Inference billing works differently depending on your deployment mode:

* [Serverless models](/docs/serverless/models) bill based on usage, with no minimums and no provisioning cost.
* [Provisioned throughput](/docs/inference/provisioned-throughput) bills per provisioned throughput unit (PTU) on a reserved term, with a one-month minimum.
* [Dedicated endpoints](/docs/dedicated-endpoints/overview) bill per-minute, depending on the hardware you reserve.

For per-model and per-hardware rates, see [together.ai/pricing](https://together.ai/pricing).

## Serverless models

You pay per unit of work, with units determined by model type:

* **Chat, language, embedding, and rerank:** Per input and output token.
* **Image generation:** Per megapixel of output.
* **Video generation:** Per second of output.
* **Speech-to-text and text-to-speech:** Per second of audio.

Find per-model rates in the [serverless model catalog](/docs/serverless/models).

### Cached input discounts

Select serverless chat models bill cached input tokens at a steep discount. Caching is:

* **Automatic:** There is no header, parameter, or account toggle to enable it. Send the same prompt prefix again and any portion that's still warm in the shared cache is billed at the cached rate.
* **Prefix-based:** Only the longest matching prefix of your input counts as cached. Tokens after the first difference are billed at the standard input rate.
* **Best-effort and short-lived:** The serverless cache is shared across the fleet and entries are evicted as traffic shifts, so cache hits aren't guaranteed and there's no configurable retention window. For predictable cache behavior, use a [dedicated endpoint](/docs/dedicated-endpoints/settings#prompt-caching), where prompt caching is enabled by default and scoped to your own replicas.
* **Limited to supported models:** Only models with a value in the **Cached input pricing** column on [Chat models](/docs/serverless/models#chat-models) support cached input billing. Models without a cached price bill all input tokens at the standard rate.

## Provisioned throughput

You commit to a fixed number of PTUs for a selected model or model family over a reserved term, with a one-month minimum. Each PTU is priced at a flat \$0.05 per minute; how many PTUs you need depends on the model, your traffic shape, and your committed capacity. Input tokens, output tokens, and cached reads consume PTUs at model-specific conversion ratios defined in your contract.

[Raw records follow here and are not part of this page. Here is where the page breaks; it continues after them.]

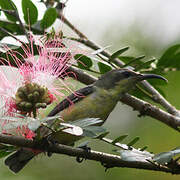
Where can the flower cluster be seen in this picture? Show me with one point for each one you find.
(35, 81)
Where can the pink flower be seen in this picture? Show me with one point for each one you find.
(35, 83)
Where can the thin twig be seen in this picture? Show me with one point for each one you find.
(105, 158)
(10, 34)
(157, 97)
(143, 107)
(16, 14)
(68, 23)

Estimate your requirements with the [pricing calculator](https://www.together.ai/pricing#provisioned-throughput), and see [Provisioned throughput](/docs/inference/provisioned-throughput) for details on PTUs and the SLA.

## Dedicated endpoints

You pay per minute for the hardware you reserve, regardless of your model or request volume. Billing starts when the endpoint is running. Provisioning, queuing, and failed deployments are not billed.

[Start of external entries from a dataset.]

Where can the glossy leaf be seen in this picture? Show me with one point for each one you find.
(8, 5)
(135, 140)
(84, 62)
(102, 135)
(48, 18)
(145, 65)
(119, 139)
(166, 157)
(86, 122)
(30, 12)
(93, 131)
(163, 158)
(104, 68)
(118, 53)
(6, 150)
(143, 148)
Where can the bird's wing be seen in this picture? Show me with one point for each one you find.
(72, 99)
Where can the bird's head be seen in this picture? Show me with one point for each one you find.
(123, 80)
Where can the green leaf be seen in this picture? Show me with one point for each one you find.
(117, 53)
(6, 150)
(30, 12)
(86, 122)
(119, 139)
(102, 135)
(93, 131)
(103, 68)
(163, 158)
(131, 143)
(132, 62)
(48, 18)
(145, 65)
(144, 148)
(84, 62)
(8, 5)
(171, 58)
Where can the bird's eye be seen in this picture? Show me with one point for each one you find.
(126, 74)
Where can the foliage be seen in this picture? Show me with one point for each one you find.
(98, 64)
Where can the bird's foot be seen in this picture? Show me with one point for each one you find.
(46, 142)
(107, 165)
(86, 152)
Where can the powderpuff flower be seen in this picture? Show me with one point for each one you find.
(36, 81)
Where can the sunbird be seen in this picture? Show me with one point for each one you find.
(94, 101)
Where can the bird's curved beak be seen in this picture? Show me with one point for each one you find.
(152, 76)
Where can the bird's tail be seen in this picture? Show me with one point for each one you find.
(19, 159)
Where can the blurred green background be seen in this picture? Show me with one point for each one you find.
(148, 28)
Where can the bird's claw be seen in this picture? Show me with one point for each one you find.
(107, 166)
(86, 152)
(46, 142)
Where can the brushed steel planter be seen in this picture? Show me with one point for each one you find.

See [Dedicated endpoint pricing](/docs/dedicated-endpoints/overview#pricing) for more details.

## Batch processing

When you don't need real-time responses, you can use the [batch processing API](/docs/inference/batch/overview) for a 50% discount when running [selected serverless models](/docs/inference/batch/overview#supported-models). Dedicated endpoints can also run batch jobs, but at full price.